“I don’t choose easy plays!” exclaims Rosa Joshi. She’s explaining her selection of "Richard II" as the vehicle for her directorial debut with Seattle Shakespeare Company.
“There are no small choices in Shakespeare. He makes you go to the extremities of emotion and experience, from the heights of joy to the depths of despair. That to me is infinitely challenging,” says Joshi, who has been on the fine arts faculty at Seattle University since 2000.
Extreme situations frame “Richard II,” which traces the downfall of its titular king.
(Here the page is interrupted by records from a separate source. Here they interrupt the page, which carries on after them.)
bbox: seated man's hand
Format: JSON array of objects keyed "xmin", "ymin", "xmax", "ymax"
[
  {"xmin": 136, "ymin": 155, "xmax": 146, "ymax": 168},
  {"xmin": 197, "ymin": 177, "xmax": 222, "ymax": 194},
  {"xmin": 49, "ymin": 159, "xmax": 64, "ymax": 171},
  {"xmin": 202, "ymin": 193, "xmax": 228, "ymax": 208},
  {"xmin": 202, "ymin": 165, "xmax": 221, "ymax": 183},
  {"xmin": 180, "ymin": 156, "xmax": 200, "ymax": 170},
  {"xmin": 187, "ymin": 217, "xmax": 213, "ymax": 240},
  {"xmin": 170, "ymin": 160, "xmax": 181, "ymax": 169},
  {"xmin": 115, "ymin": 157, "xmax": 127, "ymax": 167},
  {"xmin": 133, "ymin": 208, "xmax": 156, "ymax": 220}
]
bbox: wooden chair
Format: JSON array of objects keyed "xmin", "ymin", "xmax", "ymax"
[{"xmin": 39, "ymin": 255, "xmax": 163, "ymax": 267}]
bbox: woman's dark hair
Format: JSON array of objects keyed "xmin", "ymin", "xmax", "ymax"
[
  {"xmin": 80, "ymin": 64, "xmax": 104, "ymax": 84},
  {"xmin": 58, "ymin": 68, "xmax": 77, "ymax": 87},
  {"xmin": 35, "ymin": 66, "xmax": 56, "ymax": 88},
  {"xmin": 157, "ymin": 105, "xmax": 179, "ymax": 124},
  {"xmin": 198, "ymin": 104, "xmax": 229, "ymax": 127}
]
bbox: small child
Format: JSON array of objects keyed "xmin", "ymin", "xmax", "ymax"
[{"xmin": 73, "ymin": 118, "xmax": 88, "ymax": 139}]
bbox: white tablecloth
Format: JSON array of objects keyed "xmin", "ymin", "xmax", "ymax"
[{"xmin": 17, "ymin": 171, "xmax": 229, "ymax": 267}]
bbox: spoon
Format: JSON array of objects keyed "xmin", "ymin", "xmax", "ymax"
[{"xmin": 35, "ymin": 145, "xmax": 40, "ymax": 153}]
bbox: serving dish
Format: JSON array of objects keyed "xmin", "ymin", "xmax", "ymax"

Ill-suited to the throne, the impolitic Richard is forced to hand the crown over to his cousin-made-rival, Henry Bolingbroke, before being imprisoned and assassinated. His dramatic reversal of fortune has its counterpart in Henry’s equally dramatic ascent.
Over the past decade, Joshi has made a splash in Seattle with her all-women versions of Shakespeare. In 2006 she co-founded upstart crow, a local collective devoted to producing classic theater with exclusively female casts. Their inaugural production took on the Bard’s “King John”; their second effort followed in 2012 with the ultra-violent “Titus Andronicus.”
“Any time you have one gender onstage it makes you look at gender differently," Joshi says. "I’m not so much prescriptive about what it means, but think of it as an experiment in how the audience relates to the work. For some people, the gender simply goes away, and some people really notice it.”